Program to solve Circular Combinatorics Program Problem

Question

I understand how to do this by problem by hand, but I want to create a Javascript program to complete this for (c,r), with c being containers and r being rocks.

Setting You have 4 indistinguishable rocks of all the same type. You also have 10 containers. Each container can hold 0 rocks or 1 rock. All 4 rocks need to be used in every arrangement leaving 6 0s in each arrangement.

I believe there should be somewhere in the neighborhood of 210 possibilities (10!)/ (4! * (10-4)!) based on a combinations generator.

for example, these are examples of the possibilities:

1111000000
1110100000
1110001000
0000001111
0101010100

What I am looking for is a javascript function that will spit out the 210 arrays such that it is [1,1,1,1,0,0,0,0,0,0] with an input of a number of rocks and containers.

Answer 1

I tried @JonTrent's way to do it (counting from 0 to 2^c - 1), this is a really clever way to do it:

function getCombinations(c, r) {
  const max = Math.pow(2, c);
  const res = [];
  for (let i = 0; i < max; i++) {
    const binary = i.toString(2);
    if (binary.split("1").length - 1 === r) {
      res.push(
        binary.padStart(c, '0')
              .split('')
              .map(n => parseInt(n, 10))
      );
    }
  }
  return res;
}

const res = getCombinations(10, 4);
// [
//  [0,0,0,0,0,0,1,1,1,1],
//  [0,0,0,0,0,1,0,1,1,1],
//  [0,0,0,0,0,1,1,0,1,1]
//  ...
// ]

document.body.innerHTML = `<pre>${res.map(x => x.join('')).join('\n')}</pre>`;
console.log(`${res.length} combinations found!`);

Answer 2

I simply copied the answer from here, Permutations in JavaScript?

And then add as many space as you want into the input array. Try any solution you want from that post then.
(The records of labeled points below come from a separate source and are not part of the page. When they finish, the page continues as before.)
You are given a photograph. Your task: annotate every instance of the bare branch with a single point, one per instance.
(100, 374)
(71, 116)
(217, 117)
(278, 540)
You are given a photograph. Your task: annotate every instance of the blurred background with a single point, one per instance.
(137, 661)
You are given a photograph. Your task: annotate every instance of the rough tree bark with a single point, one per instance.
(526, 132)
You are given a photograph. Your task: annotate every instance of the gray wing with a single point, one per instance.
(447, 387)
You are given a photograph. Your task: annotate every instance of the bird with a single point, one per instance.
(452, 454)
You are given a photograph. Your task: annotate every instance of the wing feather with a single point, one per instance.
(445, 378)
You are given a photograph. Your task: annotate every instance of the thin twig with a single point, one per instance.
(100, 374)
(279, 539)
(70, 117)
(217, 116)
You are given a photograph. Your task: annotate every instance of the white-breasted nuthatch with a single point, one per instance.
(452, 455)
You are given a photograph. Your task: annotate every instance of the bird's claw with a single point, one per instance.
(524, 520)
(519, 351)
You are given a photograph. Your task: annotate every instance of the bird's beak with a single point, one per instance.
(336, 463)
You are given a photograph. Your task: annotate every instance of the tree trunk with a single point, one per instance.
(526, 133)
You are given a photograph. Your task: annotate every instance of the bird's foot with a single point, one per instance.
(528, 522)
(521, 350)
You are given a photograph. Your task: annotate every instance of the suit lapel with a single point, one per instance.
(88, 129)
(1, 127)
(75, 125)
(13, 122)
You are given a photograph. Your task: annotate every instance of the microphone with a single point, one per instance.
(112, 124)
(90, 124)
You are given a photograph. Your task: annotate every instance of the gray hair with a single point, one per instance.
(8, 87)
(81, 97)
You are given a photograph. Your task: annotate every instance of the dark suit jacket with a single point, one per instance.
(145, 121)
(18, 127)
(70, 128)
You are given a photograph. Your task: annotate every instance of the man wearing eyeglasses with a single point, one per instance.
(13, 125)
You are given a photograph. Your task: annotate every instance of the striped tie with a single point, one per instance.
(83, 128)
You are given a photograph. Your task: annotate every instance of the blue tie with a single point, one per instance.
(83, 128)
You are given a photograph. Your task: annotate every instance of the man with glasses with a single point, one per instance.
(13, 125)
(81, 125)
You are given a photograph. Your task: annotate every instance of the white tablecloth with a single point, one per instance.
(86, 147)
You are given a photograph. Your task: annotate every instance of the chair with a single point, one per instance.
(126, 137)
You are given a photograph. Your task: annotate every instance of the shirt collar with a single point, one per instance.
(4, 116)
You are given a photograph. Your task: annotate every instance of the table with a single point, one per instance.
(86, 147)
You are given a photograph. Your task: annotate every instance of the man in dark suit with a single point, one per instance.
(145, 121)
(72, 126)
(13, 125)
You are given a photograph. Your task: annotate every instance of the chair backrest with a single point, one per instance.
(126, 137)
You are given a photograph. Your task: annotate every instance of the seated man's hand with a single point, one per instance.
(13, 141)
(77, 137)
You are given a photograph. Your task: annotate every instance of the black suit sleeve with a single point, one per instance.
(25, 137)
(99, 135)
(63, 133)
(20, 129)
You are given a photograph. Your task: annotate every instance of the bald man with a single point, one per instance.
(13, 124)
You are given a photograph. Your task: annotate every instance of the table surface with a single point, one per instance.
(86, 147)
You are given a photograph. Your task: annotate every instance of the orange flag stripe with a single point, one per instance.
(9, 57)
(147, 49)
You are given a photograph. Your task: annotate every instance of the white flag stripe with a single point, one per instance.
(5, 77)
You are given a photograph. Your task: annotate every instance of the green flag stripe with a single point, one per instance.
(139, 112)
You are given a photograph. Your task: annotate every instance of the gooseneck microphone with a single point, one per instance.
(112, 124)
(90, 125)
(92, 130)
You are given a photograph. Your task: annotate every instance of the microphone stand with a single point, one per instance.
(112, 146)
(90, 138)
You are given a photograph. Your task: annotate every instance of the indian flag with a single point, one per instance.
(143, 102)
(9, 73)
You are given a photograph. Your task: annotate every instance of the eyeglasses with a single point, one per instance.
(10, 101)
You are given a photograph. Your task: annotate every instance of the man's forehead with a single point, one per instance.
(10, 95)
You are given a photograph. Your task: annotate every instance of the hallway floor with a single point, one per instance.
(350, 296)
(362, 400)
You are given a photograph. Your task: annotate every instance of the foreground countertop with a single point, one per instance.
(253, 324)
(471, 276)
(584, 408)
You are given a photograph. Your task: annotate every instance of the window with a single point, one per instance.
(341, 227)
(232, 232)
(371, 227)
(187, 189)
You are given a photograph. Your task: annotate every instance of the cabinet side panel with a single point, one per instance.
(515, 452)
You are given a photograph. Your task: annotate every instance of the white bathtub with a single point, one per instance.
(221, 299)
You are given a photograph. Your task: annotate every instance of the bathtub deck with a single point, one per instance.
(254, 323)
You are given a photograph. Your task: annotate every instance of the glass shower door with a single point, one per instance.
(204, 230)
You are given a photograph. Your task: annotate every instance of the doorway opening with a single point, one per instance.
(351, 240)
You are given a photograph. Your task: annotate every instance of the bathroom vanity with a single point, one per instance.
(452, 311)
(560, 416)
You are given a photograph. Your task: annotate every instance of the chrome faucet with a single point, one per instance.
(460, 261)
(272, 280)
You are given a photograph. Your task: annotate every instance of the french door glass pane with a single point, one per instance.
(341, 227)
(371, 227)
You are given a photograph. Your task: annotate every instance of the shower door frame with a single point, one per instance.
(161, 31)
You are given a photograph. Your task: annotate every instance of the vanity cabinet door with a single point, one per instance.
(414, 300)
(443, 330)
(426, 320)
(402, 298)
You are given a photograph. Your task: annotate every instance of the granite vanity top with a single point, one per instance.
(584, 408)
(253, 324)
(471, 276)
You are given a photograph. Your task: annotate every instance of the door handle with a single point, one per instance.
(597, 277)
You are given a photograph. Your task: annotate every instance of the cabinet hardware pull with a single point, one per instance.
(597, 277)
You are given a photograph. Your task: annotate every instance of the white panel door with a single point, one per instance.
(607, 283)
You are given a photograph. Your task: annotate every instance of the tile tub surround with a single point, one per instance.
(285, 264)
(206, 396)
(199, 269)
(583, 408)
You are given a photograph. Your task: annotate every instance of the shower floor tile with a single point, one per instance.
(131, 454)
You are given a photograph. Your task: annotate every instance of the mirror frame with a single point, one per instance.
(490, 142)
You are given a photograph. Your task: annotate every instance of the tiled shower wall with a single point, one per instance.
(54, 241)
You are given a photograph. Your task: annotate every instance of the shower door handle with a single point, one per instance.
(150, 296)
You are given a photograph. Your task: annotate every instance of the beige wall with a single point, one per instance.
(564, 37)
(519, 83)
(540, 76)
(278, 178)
function permutator(inputArr) {
  var results = [];

  function permute(arr, memo) {
    var cur, memo = memo || [];

    for (var i = 0; i < arr.length; i++) {
      cur = arr.splice(i, 1);
      if (arr.length === 0) {
        results.push(memo.concat(cur));
      }
      permute(arr.slice(), memo.concat(cur));
      arr.splice(i, 0, cur[0]);
    }

    return results;
  }

  return permute(inputArr);
}

console.log(permutator(['a', ' ', 'b', 'c']))

Answer 3

You could seach for the next element to swap and reorder the right left over value to the most right side.

function perm(string) {
    var array = [...string],
        l = array.length - 1,
        r = array.length - 1;
    
    // either starts with zero from end or with one and get only ones
    while (array[l] === '0') l--;
    while (array[l] === '1') l--;
    if (l < 0) return;
    [array[l], array[l + 1]] = [array[l + 1], array[l]];
    while (r > ++l) {
        if (array[l] === '1') {
            [array[l], array[r]] = [array[r], array[l]];
            r--;
        }
    }
    return array.join('');
}

var string = '0000001111',
    i = 0,
    log = document.getElementById('out');
    
do out.innerHTML += `${(++i).toString().padStart(3, ' ')} ${string}\n`;
while (string = perm(string));

<pre id="out"></pre>

Answer 4

function circular(c, r) {
    let arrs = [[]];
    for (let i = 0; i < c; i++) {
        let len = arrs.length;
        for (let j = 0; j < len; j++) {
            arr = arrs.shift();
            if (arr.filter((el) => el === 0).length < c - r) {
                arrs.push(arr.concat([0]));
            }
            if (arr.filter((el) => el === 1).length < r) {
                arrs.push(arr.concat([1]));
            }
        }
    }
    return arrs;
}

console.log(circular(3, 1));
console.log(circular(10, 4).length);